Commons : Sierra Pacific Airlines  - Collection of pictures, videos and audio files

Individual evidence

  1. ^ A b c Ronald EG Davies, Imre E. Quastler: Commuter Airlines of the United States . Foreword by George Haddaway. Smithsonian Institution Press, Washington 1995, ISBN 1-56098-404-X , pp. 354 (American English).
  2. a b Designators for Aircraft Operating Agencies, Aeronautical Authorities and Services . Doc 8585, 183rd edition. International Civil Aviation Organization, 2018, ISBN 978-92-9258-363-7 , ISSN  1014-0123 , 1-89 (English, French, Spanish, Russian, Arabic, Chinese).
  3. a b c d Myron J. Smith Jr .: The Airline Encyclopedia. 1909-2000. tape 3 . Scarecrow, Lanham / Oxford 2002, ISBN 0-8108-3790-0 , pp. 2375 (American English).
  4. ^ Myron J. Smith Jr .: The Airline Encyclopedia. 1909-2000. tape 3 . Scarecrow, Lanham / Oxford 2002, ISBN 0-8108-3790-0 , pp. 2376 (American English).
  5. Sierra Pacific takes delivery of first B737-500. In: ch-aviation . ch-aviation GmbH, August 14, 2014, accessed on July 30, 2019 (English).
  6. ^ Garfield M. "Gar" Thorsrud. In: Legacy.com. November 30, 2014, Retrieved July 30, 2019 (recited from an article in the Arizona Daily Star dated November 30, 2014).
  7. ^ Sierra Pacific Airlines - Airline Information . In: ch-aviation . ch-aviation GmbH, accessed on July 30, 2019 (English).
  8. ^ Accident report Convair CV-440 N4819C . In: Aviation Safety Network . Retrieved July 29, 2019.
  9. ^ Aircraft Accident Report Sierra Pacific Airlines, Inc. Convair 340/440, N8419C Near Bishop, California. Adopted: January 10, 1975 . File No. 3-0188. National Transportation Safety Board , Washington January 10, 1975, NTSB-AAR-75-1 (English, erau.edu [PDF; accessed July 29, 2019]).

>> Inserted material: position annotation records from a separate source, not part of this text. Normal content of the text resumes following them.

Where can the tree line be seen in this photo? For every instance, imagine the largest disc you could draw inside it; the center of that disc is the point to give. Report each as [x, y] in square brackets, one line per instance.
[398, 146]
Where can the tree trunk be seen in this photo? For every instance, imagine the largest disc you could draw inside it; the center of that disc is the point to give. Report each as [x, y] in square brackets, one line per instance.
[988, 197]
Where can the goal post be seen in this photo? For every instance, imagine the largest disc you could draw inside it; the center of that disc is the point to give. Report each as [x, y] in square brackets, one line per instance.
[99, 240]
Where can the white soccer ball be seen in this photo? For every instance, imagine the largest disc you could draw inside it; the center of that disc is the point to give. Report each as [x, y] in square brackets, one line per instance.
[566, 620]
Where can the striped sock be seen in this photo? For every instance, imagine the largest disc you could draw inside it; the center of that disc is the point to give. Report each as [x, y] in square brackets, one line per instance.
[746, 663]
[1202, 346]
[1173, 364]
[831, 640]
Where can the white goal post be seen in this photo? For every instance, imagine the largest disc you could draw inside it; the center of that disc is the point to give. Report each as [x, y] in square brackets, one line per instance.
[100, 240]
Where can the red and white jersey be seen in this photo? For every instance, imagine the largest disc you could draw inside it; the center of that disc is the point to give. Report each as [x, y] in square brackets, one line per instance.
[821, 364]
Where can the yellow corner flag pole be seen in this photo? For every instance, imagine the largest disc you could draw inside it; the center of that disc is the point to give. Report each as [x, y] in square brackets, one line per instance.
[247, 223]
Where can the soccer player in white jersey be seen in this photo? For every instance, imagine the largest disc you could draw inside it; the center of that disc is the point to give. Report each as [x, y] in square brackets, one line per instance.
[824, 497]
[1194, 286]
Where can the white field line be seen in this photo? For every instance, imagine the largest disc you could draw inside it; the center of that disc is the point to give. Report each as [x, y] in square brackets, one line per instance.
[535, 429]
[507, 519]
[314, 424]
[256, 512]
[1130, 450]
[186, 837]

  10. Accident report de Havilland Canada DHC-6 Twin Otter 300 N361V . In: Aviation Safety Network . Retrieved July 29, 2019.
  11. ^ Aircraft Accident Report Sierra Pacific Airlines deHavilland DHC-6-300, N361V Hailey, Idaho. National Transportation Safety Board , Washington March 6, 1984, NTSB-AAR-84/03 (English, erau.edu [PDF; accessed July 29, 2019]).
  12. ^ Accident report Convair CV-580 N73160 . In: Aviation Safety Network . Retrieved July 29, 2019.
  13. ^ National Transportation Safety Board, Aviation Accident Final Report, Buena Vista, Co, 01/20/1989/0925 MST, Convair 580. National Transportation Safety Board , Washington 1991, DEN89FA064 (English, aviation-safety.net [PDF; accessed on July 29, 2019]).